Ее улыбка моментально растаяла.
— А почему ты так плохо воспитан?
Проклятье. Рейф не собирался портить этот вечер, но вопрос сам сорвался с языка. Может, ему просто надо было знать, что есть какая-то серьезная причина помимо того, что она ждет подходящего времени. Ему не хотелось, чтобы она любила Доббса так же, как его.
Он был противен сам себе из-за таких мыслей.
— Если не хочешь отвечать, не надо.
Она остановилась, вырвалась из его рук и отошла к перилам балкона.
— Мы с Квентином постоянно пытались завести детей, но я с трудом беременела, а когда получалось, у меня случались выкидыши на раннем сроке.
Господи. Он был еще большей скотиной, чем думал. Такой вариант даже в голову ему не пришел, когда он так бездумно затеял этот разговор. По ее напряженной спине он понял, как сильно ранил ее своим вопросом.
Рейф подошел к Саре и встал рядом с ней, глядя на каменистый обрыв внизу.
— Прости. Я очень жалею, что поднял эту тему, и мне невыносимо думать о том, что ты перенесла. У тебя должен быть полный дом детей с твоими огненными волосами и чудесной улыбкой.
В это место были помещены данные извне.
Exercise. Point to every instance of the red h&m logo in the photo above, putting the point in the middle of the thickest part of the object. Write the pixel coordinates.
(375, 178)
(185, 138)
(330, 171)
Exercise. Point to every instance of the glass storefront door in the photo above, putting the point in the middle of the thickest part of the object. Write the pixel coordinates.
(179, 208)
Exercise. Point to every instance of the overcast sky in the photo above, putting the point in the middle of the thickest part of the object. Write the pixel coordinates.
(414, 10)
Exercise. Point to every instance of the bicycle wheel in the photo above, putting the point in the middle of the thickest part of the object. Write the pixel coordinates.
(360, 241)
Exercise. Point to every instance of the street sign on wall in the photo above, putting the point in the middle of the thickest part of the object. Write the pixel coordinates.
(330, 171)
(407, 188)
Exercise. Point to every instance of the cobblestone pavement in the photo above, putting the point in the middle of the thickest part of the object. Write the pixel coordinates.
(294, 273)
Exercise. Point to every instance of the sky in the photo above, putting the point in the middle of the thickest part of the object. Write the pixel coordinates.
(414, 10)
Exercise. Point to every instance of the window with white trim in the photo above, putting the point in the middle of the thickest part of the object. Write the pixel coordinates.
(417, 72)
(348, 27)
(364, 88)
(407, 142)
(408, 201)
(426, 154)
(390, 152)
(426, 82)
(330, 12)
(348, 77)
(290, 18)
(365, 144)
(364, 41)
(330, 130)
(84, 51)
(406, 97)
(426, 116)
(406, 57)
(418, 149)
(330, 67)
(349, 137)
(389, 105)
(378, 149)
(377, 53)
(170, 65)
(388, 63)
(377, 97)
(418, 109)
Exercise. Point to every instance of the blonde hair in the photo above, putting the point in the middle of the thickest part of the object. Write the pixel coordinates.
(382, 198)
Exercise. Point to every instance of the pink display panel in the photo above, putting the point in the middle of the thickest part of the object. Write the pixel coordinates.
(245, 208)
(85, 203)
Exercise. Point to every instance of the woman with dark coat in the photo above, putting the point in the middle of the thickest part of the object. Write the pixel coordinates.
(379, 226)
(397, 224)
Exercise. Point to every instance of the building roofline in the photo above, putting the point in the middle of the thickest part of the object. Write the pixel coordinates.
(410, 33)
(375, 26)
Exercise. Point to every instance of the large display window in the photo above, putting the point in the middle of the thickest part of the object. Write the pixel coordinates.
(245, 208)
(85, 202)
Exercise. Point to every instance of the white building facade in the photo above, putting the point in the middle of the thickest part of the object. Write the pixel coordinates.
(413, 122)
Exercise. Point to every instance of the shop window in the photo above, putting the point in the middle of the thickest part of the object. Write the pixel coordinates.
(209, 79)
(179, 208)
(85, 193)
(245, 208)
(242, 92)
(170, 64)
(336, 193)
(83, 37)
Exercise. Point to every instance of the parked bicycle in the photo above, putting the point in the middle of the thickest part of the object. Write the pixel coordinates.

— Да, должен. — Она сжала губы, а потом вдруг выпалила: — А еще мой муж должен быть жив, но я не могу изменить ни то ни другое. Жалею ли я? Разумеется. Три года я только и делаю, что жалею. Мне кажется, эта боль никогда полностью не отпустит меня, но надо как-то жить дальше.
Шмыгнув носом, она резким движением вытерла глаза, по-прежнему не глядя на Рейфа. Он оперся о перила, всматриваясь в раскинувшийся перед ним пейзаж, который он выбрал несколько лет назад, не осознавая, что выбирает, думая о Саре.
— Я как-то приезжал повидаться с тобой.
— Когда? — Она наконец посмотрела на него; взгляд ее был холоден. — Почему не дал о себе знать?
— Через два года после того, как я уехал. — Он вспомнил тот день, показавший ему, как сильно он скучает по ней, сильнее, чем вообще был способен скучать по кому-то, как он думал раньше. — Мне представилась возможность переехать в Нью-Йорк. Я знал, для тебя что Лос-Анджелес, что Нью-Йорк — ты все равно не согласишься поехать со мной, но подумал, ничего страшного не случится, если я все-таки предложу тебе поехать со мной.
— Через два года… Я тогда только-только вышла за Квентина или даже лишь собиралась.
— Только собиралась, я приехал прямо перед вашей свадьбой. — Он слышал, что они обручились, и это сводило его с ума. — У меня была безумная идея поговорить с тобой непосредственно перед тем, как ты сожжешь мосты. Я бы постарался убедить тебя не выходить за него. Я заметил тебя на празднике, посвященном Дню независимости. Все было организовано очень просто, и ты наслаждалась каждой минутой, проведенной там.
Теперь Сара не отрывала от него широко раскрытых изумрудных глаз, в которых отражался лунный свет.
Рейф коснулся пальцами ее губ:
— У тебя на губах были остатки какой-то красной сладости, и меня пронзила мысль, что Квентин Доббс имеет право сцеловать их. Он, а не я. Я больше не мог этого сделать. Ты приняла решение, выбрала человека, который даст тебе все, о чем ты мечтала.
— Я мечтала о тебе, — прошептала она и потерлась щекой о его руку. — Я хотела уехать с тобой, Бобом и Пенни в Лос-Анджелес.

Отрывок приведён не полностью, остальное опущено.